For space efficiency and performance it will likely pay off to use a compressed format, such as compressing the json with zlib before dumping it into the database blob.
SQLite is a good choice, unless your spider runs on multiple hosts at the same time. For a single application, sqlite is perfect.
The easy way is to open the file in 'a' (append) mode and write them one by one as they come in.
The better way is to use a job queue. This will allow you to spawn off a.getFullEntity calls into worker thread(s) and handle the results however you want when/if they come back, or schedule retries for failures, etc.
See Queue.
I'd also use a separate Thread that does file-writing, and use Queue to keep record of all entities. When I started off, I thought this would be done in 5 minutes, but then it turned out to be a little harder. simplejson and all other such libraries I'm aware off do not support partial writing, so you cannot first write one element of a list, later add another etc. So, I tried to solve this manually, by writing [, , and ] separately to the file and then dumping each entity separately.

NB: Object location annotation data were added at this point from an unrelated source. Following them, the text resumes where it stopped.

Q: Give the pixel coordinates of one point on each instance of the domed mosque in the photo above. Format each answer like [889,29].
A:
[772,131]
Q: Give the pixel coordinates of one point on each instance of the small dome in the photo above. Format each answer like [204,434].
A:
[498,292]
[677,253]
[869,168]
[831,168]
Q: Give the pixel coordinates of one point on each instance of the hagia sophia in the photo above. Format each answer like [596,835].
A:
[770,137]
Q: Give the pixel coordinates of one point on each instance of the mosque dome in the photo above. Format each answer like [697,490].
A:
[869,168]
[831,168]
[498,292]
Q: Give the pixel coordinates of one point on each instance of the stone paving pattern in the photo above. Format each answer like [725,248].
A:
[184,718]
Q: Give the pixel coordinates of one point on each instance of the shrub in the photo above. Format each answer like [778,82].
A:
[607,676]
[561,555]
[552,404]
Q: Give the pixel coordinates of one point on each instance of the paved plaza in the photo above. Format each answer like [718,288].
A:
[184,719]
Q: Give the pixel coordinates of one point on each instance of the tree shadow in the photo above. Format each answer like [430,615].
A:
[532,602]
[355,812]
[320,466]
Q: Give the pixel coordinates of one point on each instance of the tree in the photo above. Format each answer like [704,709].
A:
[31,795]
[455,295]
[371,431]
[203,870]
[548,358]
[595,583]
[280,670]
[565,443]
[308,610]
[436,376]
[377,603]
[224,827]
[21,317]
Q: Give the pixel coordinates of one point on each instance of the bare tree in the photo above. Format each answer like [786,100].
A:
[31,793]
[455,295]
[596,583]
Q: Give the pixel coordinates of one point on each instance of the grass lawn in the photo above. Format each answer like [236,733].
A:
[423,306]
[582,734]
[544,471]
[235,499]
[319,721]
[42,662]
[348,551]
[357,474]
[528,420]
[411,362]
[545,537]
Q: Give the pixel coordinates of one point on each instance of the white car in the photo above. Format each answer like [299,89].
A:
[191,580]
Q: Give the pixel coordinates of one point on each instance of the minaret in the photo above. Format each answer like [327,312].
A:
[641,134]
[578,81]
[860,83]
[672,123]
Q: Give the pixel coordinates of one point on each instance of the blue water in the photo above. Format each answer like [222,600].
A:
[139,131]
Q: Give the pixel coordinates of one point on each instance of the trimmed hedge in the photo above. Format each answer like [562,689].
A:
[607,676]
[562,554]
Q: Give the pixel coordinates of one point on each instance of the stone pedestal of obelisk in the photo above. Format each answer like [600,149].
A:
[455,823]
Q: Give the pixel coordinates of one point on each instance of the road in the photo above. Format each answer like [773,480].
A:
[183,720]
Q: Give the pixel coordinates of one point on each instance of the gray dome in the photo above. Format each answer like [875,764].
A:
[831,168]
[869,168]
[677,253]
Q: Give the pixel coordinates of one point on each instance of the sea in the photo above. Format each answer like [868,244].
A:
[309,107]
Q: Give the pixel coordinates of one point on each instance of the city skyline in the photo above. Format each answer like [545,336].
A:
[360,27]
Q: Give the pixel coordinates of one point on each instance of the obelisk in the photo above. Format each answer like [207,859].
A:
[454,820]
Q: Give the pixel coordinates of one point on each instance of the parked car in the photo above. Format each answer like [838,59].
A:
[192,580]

Without being able to check it (as I don't have your api), you could try:
import threading
import Queue
import simplejson
from apiWrapper import api
from entities import listEntities #list of the 200,000 entities
CHUNK_SIZE = 1000
class EntityWriter(threading.Thread):
lines_written = False
_filename = "fullEntities.txt"
def __init__(self, queue):
super(EntityWriter, self).__init()
self._q = queue
self.running = False
def run(self):
self.running = True
with open(self._filename,"a") as f:
while True:
try:
entity = self._q.get(block=False)
if not EntityWriter.lines_written:
EntityWriter.lines_written = True
f.write("[")
simplejson.dump(entity,f)
else:
f.write(",\n")
simplejson.dump(entity,f)
except Queue.Empty:
break
self.running = False
def finish_file(self):
with open(self._filename,"a") as f:
f.write("]")
a=api()
fullEntityQueue=Queue.Queue(2*CHUNK_SIZE)
n_entities = len(listEntities)
writer = None
for i, entity in listEntities:
fullEntityQueue.append(a.getFullEntity(entity))
if (i+1) % CHUNK_SIZE == 0 or i == n_entities-1:
if writer is None or not writer.running:
writer = EntityWriter(fullEntityQueue)
writer.start()
writer.join()
writer.finish_file()
What this script does
The main loop still iterates over your list of entities, getting the full information for each. Afterwards each entity is now put into a Queue. Every 1000 entities (and at the end of the list) an EntityWriter-Thread is being launched that runs in parallel to the main Thread. This EntityWriter gets from the Queue and dumps it to the desired output file.
Some additional logic is required to make the JSON a list, as mentioned above I write [, , and ] manually. The resulting file should, in principle, be understood by simplejson when you reload it.